# Pump flow rate



## Okty (Jun 28, 2016)

I'm a newbie to planting aquarium. Going to set up a 84L/22 G (80x30x35 cm) heavily-planted (about 80%), non CO2 & low light (about 0.6 - 0.7 wpl) aquascape. I'm planning to apply Walstad's Natural method. 
I've decided to use DIY external canister for filtration which powered with a submersible pump. 
Now I'm confused about the submersible pump. Some sources say it should be at least 5x of the aquarium volume while others say it should go, at least, 10 times. 
Can anyone help me with this? Thank you in advance.


----------



## Aquaticz (May 22, 2009)

IMHO the bigger the better especially when it comes to how much media is used.
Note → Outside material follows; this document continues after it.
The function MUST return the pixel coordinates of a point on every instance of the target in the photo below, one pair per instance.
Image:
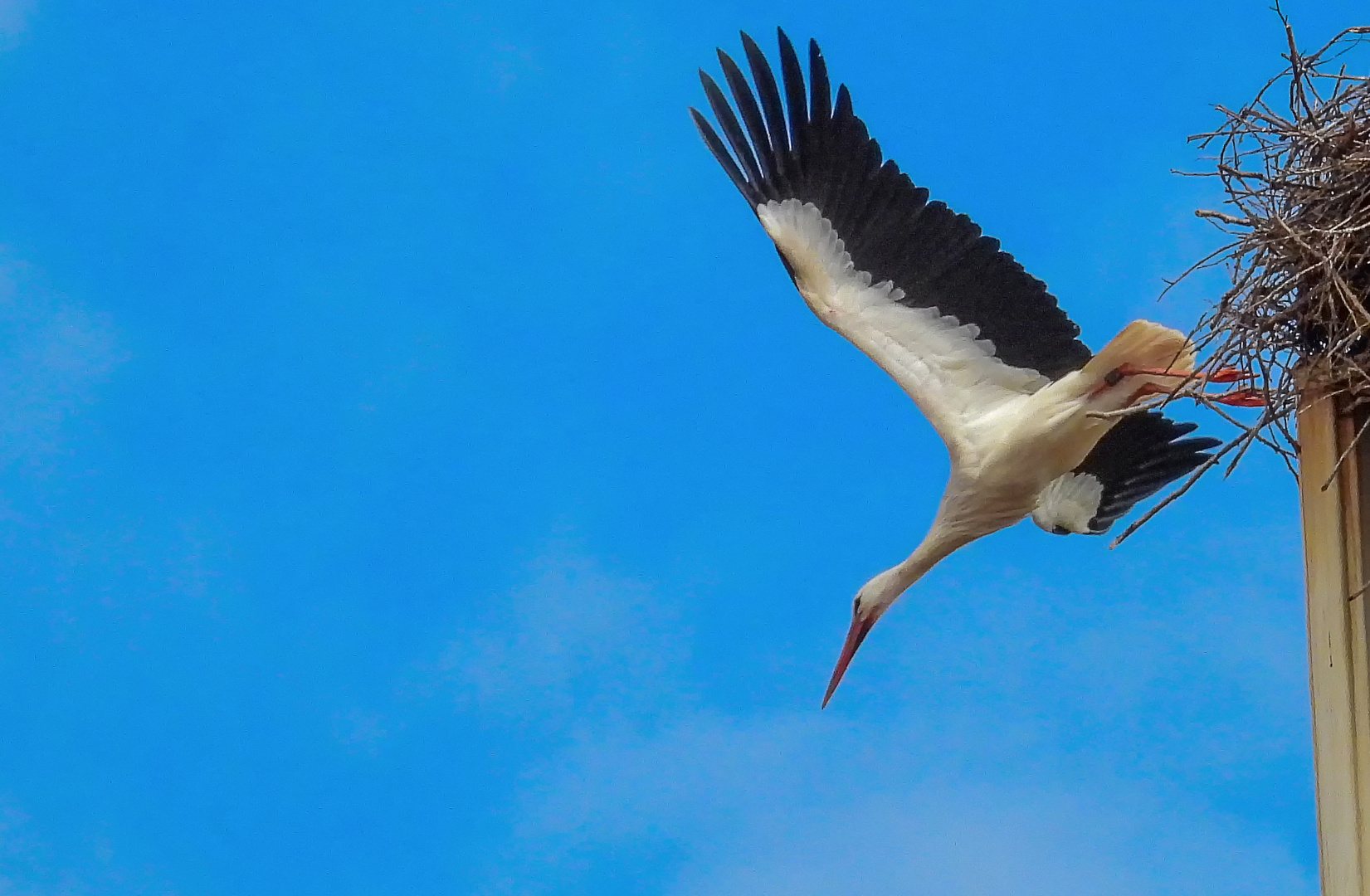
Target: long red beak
(861, 628)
The more the better so long as it does not slow down your filter.



Okty said:


> I'm a newbie to planting aquarium. Going to set up a 84L/22 G (80x30x35 cm) heavily-planted (about 80%), non CO2 & low light (about 0.6 - 0.7 wpl) aquascape. I'm planning to apply Walstad's Natural method.
> I've decided to use DIY external canister for filtration which powered with a submersible pump.
> Now I'm confused about the submersible pump. Some sources say it should be at least 5x of the aquarium volume while others say it should go, at least, 10 times.
> Can anyone help me with this? Thank you in advance.


----------



## Michael (Jul 20, 2010)

The desired range of flow is usually give as 5x to 10x the tank volume per hour. Some of this, but not all, is directly related to the performance of the filter. Just as important is the circulation in the tank. Ideally, you want a circular pattern of water flow that moves water through every part of the tank.
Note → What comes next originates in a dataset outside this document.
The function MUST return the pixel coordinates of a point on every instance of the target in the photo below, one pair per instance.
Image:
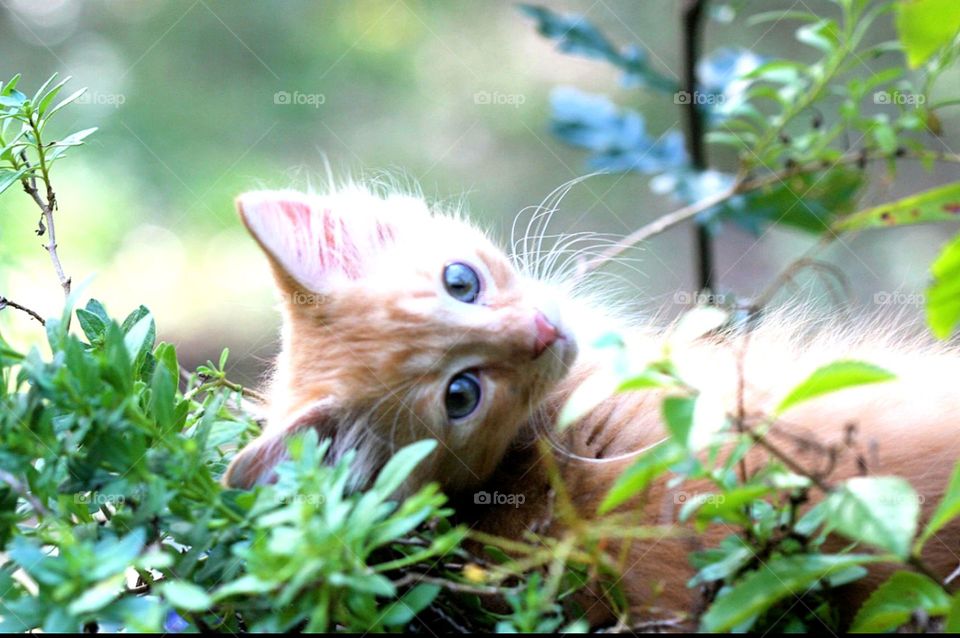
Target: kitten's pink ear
(254, 464)
(312, 241)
A sparse, iwagumi design may be just fine with 5x flow rate. A densely planted tank with foliage from substrate to surface often needs 10x. Not all of this needs to go through the filter. You can also use power heads to boost circulation, and this can really help with establishing the circular pattern.

In a Walstad tank, the plants do most of the filtration. So you want the water flow to reach all of them whether it goes through the filter or not.


----------



## Okty (Jun 28, 2016)

Michael said:


> In a Walstad tank, the plants do most of the filtration. So you want the water flow to reach all of them whether it goes through the filter or not.
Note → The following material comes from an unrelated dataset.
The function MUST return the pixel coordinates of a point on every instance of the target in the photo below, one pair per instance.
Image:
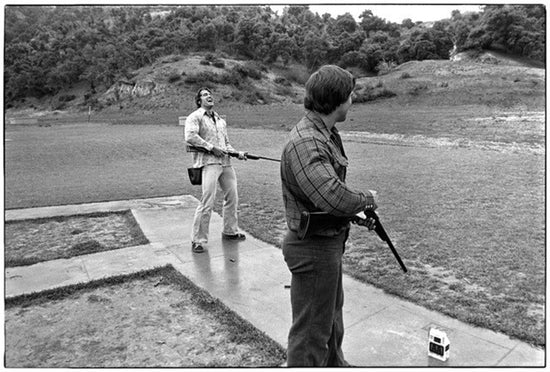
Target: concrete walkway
(252, 279)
So does it mean canister filter in Walstad tank is a bit too much?


----------



## niko (Jan 28, 2004)

The numbers are numbers but a Michael said - the kind of tank will require different flow rates... So how do you decide what is a good one?

Simple - look at the plant leaves. They must wave gently in the current.

If they do not change the flow pattern of the water. Don't assume you need a faster pump. The flow pattern, if setup right, changes profoundly through moving the outflow wherever needed for your particular tank.

There is a contradiction between the need of flow inside the tank and the flow rate through the filter. The flow through the filter must be very slow. But the flow in the tank must be high enough to move the plant leaves gently. You can't win, but you can find a happy medium by adjusting the flow pattern - by moving the outflow where needed.

Generally it is best to have the outflow shooting along the front glass. There are no obstructions there - decorations of plants. The flow can reach the furthest that way. If the water flow finds a circular pattern something else happens - the water from the rest of the tank gets involved in this movement. It's like stirring soup in a bowl - slow stirring in the middle will eventually make all the soup spin.


----------